I’d like to see us move into a new economic analysis model for economic development. The old days of comparing unemployment rates, average income level, etc. should be turfed in favour of new comparative measurements that matter.
In my opinion, for example, we should swap out unemployment/unemployment rate data with in-migration data. We should be far more deliberate about measuring a community’s ability to attract people (including immigrants) as that is the new labour force metric that matters most.
A second issue is how we measure income. High income areas brag about high average incomes and lower average income areas brag about a lower cost of living. What really matters these days, in the context of point one about in-migration, is the amount of money left over after you pay out all the stuff you would have to in both locations (the high and the low income areas).
Disposable income is gross income minus income tax on that income and discretionary income is income after subtracting taxes and normal expenses (such as rent or mortgage, food, car payments, and insurance) to maintain a certain standard of living.
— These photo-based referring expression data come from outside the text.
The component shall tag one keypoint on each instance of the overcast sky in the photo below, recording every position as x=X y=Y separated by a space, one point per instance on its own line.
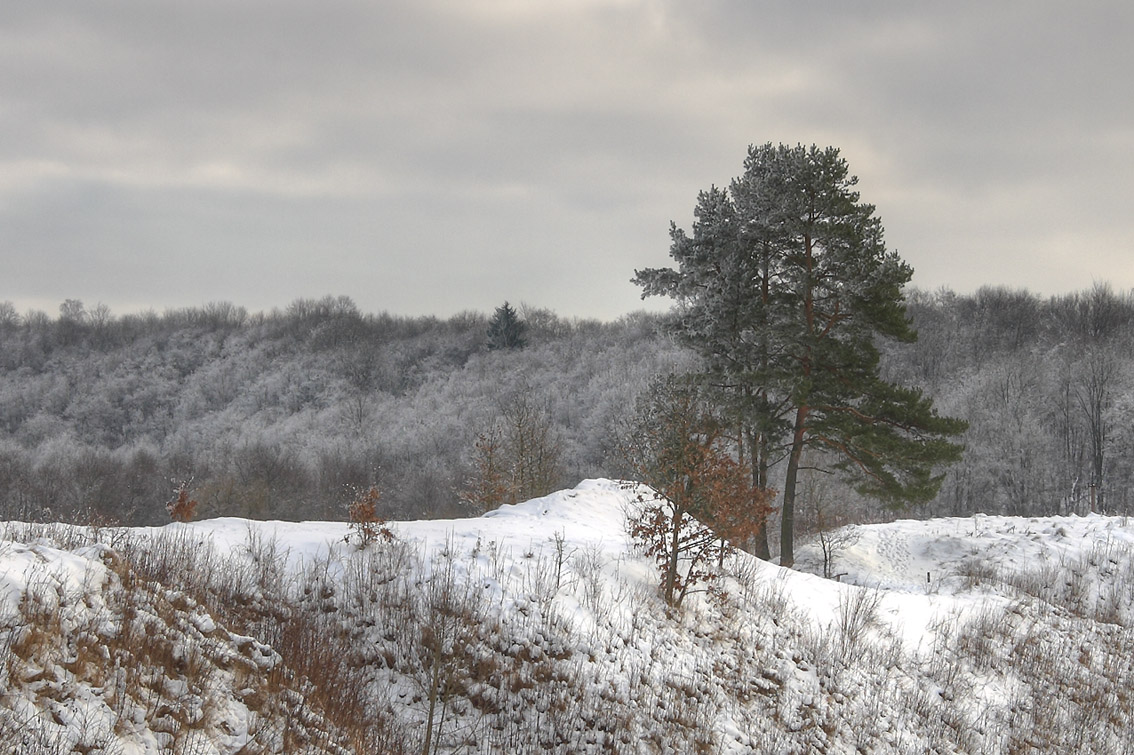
x=428 y=157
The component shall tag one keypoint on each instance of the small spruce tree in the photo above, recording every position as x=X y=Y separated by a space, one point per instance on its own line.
x=506 y=329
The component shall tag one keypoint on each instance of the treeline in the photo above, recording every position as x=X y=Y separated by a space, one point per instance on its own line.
x=287 y=414
x=1046 y=384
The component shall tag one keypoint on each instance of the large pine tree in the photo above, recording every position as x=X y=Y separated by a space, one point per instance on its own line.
x=784 y=287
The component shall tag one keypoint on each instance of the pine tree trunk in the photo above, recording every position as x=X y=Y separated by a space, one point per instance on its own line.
x=760 y=481
x=787 y=518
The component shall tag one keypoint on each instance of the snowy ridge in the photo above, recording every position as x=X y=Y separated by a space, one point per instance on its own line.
x=538 y=628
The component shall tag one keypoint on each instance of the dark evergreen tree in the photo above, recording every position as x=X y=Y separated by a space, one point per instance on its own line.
x=784 y=288
x=506 y=329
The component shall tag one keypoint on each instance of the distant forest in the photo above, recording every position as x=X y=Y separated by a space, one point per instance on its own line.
x=287 y=414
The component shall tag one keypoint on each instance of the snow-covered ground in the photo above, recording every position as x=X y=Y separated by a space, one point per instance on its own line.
x=538 y=628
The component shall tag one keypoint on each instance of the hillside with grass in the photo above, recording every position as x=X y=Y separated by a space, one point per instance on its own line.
x=538 y=627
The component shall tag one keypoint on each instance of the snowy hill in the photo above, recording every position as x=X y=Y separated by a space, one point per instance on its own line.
x=538 y=628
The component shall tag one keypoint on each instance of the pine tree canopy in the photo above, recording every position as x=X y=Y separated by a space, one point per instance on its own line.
x=784 y=287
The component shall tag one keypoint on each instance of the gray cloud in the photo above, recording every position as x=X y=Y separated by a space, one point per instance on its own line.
x=436 y=155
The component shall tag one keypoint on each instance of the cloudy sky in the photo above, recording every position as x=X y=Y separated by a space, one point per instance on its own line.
x=428 y=157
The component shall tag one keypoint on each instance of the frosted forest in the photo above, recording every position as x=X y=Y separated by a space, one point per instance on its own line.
x=284 y=414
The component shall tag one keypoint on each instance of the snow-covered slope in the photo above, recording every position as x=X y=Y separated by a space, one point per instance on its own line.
x=538 y=628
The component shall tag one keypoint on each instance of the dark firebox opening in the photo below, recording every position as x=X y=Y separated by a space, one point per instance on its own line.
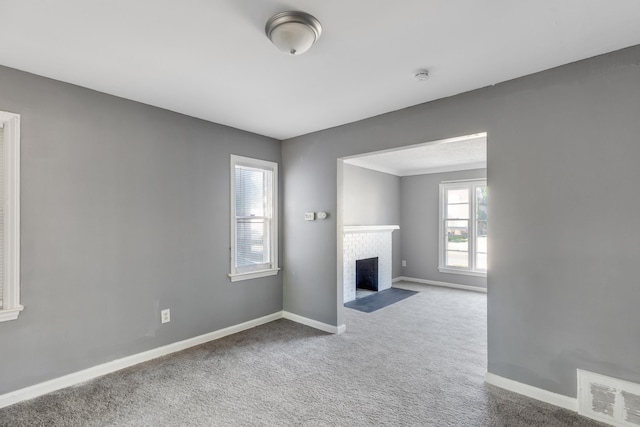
x=367 y=274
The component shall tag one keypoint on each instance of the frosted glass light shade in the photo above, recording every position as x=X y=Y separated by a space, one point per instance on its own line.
x=293 y=32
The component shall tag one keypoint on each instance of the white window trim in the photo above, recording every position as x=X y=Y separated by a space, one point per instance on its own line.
x=273 y=269
x=11 y=271
x=471 y=271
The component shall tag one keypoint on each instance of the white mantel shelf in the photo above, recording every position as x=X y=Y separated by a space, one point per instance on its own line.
x=370 y=228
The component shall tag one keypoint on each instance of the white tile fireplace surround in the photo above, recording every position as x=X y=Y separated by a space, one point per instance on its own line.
x=366 y=241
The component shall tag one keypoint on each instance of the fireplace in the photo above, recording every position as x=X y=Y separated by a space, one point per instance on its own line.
x=361 y=242
x=367 y=274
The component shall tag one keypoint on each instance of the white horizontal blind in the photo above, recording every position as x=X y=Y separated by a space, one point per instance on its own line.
x=253 y=218
x=1 y=214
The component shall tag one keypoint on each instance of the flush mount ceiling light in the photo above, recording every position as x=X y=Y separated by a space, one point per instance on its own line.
x=293 y=32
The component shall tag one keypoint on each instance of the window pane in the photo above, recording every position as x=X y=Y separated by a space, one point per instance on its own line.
x=457 y=235
x=252 y=242
x=458 y=195
x=457 y=259
x=250 y=192
x=481 y=228
x=481 y=244
x=458 y=211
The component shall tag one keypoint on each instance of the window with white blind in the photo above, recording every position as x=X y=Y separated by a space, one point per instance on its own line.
x=463 y=227
x=9 y=216
x=254 y=231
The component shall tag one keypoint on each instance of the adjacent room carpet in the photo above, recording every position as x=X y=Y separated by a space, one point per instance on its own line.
x=379 y=300
x=419 y=362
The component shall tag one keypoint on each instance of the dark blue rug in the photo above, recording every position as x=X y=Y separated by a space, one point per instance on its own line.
x=379 y=300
It is the amount of an individual’s income available for spending after the essentials (such as food, clothing, and shelter) have been taken care of. These two income measurements are far more relevant (particularly the second).
When we look at that data, we see that New Brunswick cities don’t fair all that well when compared to larger urban areas. The average household in Moncton has 31% discretionary income than the average household in Toronto. So, if you are looking at money left over to spend on stuff we have discretion over (big screen TVs, travel, etc.), the average household is stil far better off in Toronto.
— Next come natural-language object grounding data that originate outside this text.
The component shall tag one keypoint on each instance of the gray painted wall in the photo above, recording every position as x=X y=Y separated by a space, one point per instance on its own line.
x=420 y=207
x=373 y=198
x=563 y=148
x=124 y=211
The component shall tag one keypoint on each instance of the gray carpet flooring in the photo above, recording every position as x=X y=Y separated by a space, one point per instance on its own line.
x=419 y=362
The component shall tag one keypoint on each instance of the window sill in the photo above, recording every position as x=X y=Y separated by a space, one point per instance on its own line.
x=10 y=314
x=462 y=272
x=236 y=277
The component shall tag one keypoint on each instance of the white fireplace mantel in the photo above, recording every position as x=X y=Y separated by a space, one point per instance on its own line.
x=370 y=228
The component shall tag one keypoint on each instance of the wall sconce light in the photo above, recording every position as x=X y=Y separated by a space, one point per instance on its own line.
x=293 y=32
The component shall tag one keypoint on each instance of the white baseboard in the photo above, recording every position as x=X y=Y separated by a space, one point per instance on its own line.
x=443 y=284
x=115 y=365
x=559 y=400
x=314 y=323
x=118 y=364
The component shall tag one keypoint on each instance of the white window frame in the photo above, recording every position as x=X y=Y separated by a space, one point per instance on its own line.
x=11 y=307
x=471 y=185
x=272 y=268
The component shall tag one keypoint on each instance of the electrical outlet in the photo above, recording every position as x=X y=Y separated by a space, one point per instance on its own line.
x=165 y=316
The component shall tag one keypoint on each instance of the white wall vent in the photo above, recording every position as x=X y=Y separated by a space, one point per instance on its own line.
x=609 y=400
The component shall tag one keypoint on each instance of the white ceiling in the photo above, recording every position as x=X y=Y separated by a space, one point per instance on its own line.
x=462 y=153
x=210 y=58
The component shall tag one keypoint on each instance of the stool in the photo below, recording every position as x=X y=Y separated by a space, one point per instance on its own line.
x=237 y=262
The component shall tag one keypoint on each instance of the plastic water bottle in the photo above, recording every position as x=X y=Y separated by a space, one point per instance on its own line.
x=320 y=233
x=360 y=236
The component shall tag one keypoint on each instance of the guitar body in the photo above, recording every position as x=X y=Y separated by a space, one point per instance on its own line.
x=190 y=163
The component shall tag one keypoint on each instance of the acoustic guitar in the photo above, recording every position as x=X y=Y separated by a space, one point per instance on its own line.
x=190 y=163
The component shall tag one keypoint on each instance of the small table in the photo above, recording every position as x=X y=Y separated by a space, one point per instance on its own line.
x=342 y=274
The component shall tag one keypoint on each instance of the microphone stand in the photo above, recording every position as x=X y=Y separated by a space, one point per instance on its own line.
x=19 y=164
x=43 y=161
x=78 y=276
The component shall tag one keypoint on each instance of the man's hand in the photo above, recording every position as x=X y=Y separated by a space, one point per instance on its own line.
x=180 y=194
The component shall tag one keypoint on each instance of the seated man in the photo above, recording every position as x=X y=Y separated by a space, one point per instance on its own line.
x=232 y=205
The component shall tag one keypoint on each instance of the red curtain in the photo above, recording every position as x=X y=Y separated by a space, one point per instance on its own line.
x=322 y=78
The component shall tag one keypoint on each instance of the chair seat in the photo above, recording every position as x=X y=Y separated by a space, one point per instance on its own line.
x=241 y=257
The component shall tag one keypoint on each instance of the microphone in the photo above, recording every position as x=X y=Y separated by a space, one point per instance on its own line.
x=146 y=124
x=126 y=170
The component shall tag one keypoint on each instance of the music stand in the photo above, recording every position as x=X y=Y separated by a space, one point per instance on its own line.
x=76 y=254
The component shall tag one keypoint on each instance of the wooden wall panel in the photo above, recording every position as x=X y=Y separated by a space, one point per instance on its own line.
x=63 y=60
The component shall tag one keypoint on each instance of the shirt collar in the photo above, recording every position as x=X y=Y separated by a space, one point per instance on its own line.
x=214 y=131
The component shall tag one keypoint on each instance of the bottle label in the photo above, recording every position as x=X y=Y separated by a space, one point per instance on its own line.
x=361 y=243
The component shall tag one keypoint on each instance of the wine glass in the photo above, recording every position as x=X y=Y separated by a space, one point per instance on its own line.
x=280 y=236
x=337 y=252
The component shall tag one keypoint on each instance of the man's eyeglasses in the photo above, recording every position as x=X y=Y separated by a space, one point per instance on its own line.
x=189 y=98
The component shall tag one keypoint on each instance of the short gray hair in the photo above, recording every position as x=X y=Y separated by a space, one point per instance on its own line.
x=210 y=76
However, the good news is that when people move from a place like Toronto to a place like Moncton they are not ‘average’ (usually). Most people fall on a continuum and mostly people that are relocating from Toronto (etc.) to Moncton are not at the lower end of the income scale. So, if you are moving to Moncton for a job in computer programming, for example, you have another calculation to make. Namely, is the income variation offset by the lower cost of living (i.e. do I have more money in my pocket for discretionary stuff). And that looks better for Moncton.
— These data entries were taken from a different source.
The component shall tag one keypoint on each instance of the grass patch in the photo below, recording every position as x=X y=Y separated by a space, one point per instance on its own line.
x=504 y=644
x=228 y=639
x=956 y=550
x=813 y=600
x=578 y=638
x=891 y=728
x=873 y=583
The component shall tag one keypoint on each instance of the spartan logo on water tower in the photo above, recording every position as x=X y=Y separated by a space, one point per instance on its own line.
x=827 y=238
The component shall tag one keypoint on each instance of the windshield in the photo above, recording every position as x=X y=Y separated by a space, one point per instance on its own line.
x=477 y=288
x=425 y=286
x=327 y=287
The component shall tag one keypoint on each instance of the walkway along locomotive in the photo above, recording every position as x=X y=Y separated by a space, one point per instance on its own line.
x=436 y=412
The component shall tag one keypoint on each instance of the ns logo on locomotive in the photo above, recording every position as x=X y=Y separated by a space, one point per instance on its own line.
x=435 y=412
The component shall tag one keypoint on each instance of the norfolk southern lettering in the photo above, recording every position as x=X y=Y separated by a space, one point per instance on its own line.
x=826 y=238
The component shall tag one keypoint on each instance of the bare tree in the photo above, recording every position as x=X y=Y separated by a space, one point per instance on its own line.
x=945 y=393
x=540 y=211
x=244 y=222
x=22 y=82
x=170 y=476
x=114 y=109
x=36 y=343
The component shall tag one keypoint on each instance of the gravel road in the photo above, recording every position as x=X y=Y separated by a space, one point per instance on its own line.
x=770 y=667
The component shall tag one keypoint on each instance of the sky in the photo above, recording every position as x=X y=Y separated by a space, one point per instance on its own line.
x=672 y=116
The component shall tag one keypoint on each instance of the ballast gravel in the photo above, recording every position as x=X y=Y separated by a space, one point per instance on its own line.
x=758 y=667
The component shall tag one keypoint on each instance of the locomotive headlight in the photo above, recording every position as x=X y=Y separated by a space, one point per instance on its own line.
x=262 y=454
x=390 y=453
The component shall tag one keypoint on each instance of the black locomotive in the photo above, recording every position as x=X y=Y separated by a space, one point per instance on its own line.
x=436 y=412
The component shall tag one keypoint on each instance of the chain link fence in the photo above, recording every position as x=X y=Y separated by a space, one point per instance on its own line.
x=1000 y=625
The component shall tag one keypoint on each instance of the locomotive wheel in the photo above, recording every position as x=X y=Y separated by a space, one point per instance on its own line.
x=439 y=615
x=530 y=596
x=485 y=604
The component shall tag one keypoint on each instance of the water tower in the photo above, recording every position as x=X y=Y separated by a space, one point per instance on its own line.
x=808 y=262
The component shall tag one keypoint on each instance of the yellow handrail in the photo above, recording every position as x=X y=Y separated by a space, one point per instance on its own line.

Using ERI data, we can see that while the average programmer in Moncton earns $8,000 less than the average in Toronto, he/she has a far lower cost of living. What this tells us is that if you want the same lifestyle in Toronto as Moncton, you are better off at the Moncton salary level (in Moncton) than the Toronto salary level (in Toronto).
I’ll look at more of these metrics later on but they include things like the “disposible time” index (less commuting), crime rates, etc. Essentially, I think we need to get our comparative analysis of communities right down to where people live (doctors per 10,000 population, proximity to schools, spousal employment opportunities index, etc.).
Yes, you will say, that these are not metrics targeted at the business community, they are targeted at individuals. But as I have said many times before the new battleground is being waged on HR. What community can attract people. This is far more important these days than the old line comparative analysis (average rental rates, etc.).
The Atlantic Cancer Research Institute tells me they have no problem recruiting researchers from around the world to Moncton. That’s the new battleground, folks.
Maybe someone will even pay me to develop this set of indices for their community (hint, hint) and be early out of the gate.